O mais empolgante do som desse trio era a imensa vontade de improvisar, de tocar apenas sabendo o começo das músicas, com poucos arranjos, mas muita abertura para o imprevisível, para o som que vinha do outro. Isso transparece em "Misturada". Muitas vezes abusávamos das introduções ad libitum, em que eu criava um clima e os outros tinham que saber o momento certo de começar. E quase sempre Paganini tinha um groove quebrado pra colocar na condução, ignorando tempos fortes e fracos e aumentando a vibração e o desafio. Gilberto sempre contornava a harmonia com notas que abriam novas possibilidades, parecendo que adivinhava as rearmonizações que eu ia fazer no teclado. Era um exercício constante de improviso, no limite entre o free-jazz e o mainstream.

O interessante é que, mesmo sendo muito livre, o improviso não era pesado ou barulhento. O grupo tinha um senso de espaço que lembra às vezes, o jazz mais introvertido dos discos da gravadora ECM, cheio de silêncios que provocam, insinuam, questionam. Uma vez um repórter de uma revista de música, não me lembro qual, nos entrevistou justamente sobre isso, e perguntou porque usávamos tanto o silêncio nos improvisos. Estranhei a pergunta, porque só fui perceber isso depois que ouvi atentamente ao "Misturada".

Talvez isso aconteça porque, apesar das influências das músicas latina e brasileira serem óbvias, a forma como os improvisos são abertos, livres, dão uma cara mais americanizada para o som, que foge um pouco da forma como o jazz brasileiro e o jazz latino costumam soar. O disco mostra bem essa identidade múltipla do trio, com 8 composições de diferentes estilos.

1) Misturada (Gilberto de Queiroz) - essa música explora os ritmos nordestinos como ijexá (ou afouxé), calango e baião. Os improvisos acabam trazendo elementos da música latina e são bem dinâmicos.

2) Para Cima (Gilberto de Queiroz) - antes da introdução, Gilberto decidiu na hora fazer um improviso, onde o baixo toca a melodia nas regiões agudas e o piano elétrico rearmoniza o tema. em seguida, entra a bateria, tocando uma bossa-nova "quebrada", em 11 tempos. Durante os improvisos a bossa-nova vai sendo "implodida" pelos ataques de bateria e piano em tempos incomuns.

3) Samba pra Junior (Murilo Barbosa) - espécie de samba latino que sempre foi uma das mais pedidas nas apresentações do LJT. Talvez porque nessa música o grupo conseguisse fazer improvisos mais ousados, e também pelas performances impressionantes de Paganini, que tocava esse samba com muita técnica e musicalidade. A versão do disco tem um solo de bateria de mais de cinco minutos.
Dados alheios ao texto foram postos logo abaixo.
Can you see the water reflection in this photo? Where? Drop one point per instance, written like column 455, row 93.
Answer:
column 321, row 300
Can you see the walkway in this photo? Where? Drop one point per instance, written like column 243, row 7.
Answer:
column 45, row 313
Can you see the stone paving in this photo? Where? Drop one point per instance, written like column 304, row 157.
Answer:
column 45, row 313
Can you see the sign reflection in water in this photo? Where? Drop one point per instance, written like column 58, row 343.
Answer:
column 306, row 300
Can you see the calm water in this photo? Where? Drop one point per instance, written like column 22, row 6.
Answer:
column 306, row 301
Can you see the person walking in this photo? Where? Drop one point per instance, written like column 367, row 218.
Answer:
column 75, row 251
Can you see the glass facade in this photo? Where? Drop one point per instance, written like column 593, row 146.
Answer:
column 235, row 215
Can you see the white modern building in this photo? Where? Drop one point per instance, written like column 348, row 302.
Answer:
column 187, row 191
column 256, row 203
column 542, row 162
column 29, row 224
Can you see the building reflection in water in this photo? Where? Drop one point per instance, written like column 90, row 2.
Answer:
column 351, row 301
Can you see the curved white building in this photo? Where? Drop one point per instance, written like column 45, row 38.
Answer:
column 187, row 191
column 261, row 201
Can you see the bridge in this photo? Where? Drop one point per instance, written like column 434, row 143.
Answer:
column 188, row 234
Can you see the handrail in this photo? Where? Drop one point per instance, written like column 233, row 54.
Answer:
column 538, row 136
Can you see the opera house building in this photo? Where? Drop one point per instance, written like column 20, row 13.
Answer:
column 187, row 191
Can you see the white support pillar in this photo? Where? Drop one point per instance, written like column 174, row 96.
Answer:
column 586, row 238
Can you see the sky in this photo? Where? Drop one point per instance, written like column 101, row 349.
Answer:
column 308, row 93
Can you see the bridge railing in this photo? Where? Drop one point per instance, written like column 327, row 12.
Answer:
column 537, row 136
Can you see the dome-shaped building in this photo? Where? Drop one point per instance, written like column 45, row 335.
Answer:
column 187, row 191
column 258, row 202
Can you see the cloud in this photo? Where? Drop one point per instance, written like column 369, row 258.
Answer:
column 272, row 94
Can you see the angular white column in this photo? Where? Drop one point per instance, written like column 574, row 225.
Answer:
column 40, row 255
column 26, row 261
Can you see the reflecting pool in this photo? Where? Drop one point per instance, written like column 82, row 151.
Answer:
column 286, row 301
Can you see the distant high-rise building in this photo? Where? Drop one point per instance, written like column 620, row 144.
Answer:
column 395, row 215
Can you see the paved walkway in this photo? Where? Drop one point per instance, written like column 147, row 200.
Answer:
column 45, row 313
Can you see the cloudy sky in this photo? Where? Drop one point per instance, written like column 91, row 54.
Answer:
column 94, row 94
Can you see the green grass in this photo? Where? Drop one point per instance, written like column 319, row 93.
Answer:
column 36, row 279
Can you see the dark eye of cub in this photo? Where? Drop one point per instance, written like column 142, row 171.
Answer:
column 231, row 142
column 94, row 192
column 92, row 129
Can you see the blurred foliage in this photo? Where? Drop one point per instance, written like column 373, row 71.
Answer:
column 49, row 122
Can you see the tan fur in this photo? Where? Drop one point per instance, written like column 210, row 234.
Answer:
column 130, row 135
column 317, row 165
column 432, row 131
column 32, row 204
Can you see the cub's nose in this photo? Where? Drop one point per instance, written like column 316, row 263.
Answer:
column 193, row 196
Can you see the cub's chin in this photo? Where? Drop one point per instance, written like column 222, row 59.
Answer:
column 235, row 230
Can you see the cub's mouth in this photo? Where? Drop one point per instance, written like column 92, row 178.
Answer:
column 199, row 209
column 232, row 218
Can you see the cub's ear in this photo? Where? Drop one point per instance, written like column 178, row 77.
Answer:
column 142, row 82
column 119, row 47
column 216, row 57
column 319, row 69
4) Little Mom' (Gilberto de Queiroz) - uma balada inspirada na harmonia de Miles Davis, com abstrações de ritmo e harmonia em um nível absurdo, beirando a dissolução total. Minha preferida.

5) Sinfonia Valentino (Murilo Barbosa) - composição quase minimalista, feita para tocar nas jam sessions de quarta-feira. Já estava virando hit no bar, pois tem estilo progressivo, com baixo em ostinato que dá o tom dos improvisos, feitos de forma mais solta.

6) Peto (Gilberto de Queiroz) - sambinha estilo partido alto, uma homenagem do Gilberto ao filho dele, que faz uma participação especial cantando "Marcha Soldado" na abertura. Um erro na edição fez com que ele cantasse duas vezes...

7) Vardom Waltz (Gilberto de Queiroz) - composição do Gilberto com harmonia moderna e um tempo composto, espécie valsa hard-bop que é um desafio para improvisar. A marca é a condução da bateria, bem ao estilo "Paganini" de tocar, cheio de grooves variados e fills em momentos inauditos.

8) La Calle Esmeraldas (Gilberto de Queiroz) - levada caribenha com toques de hard-bop e fusion, com longo improviso de piano e shout chorus com improviso de bateria, fecha o disco em alta.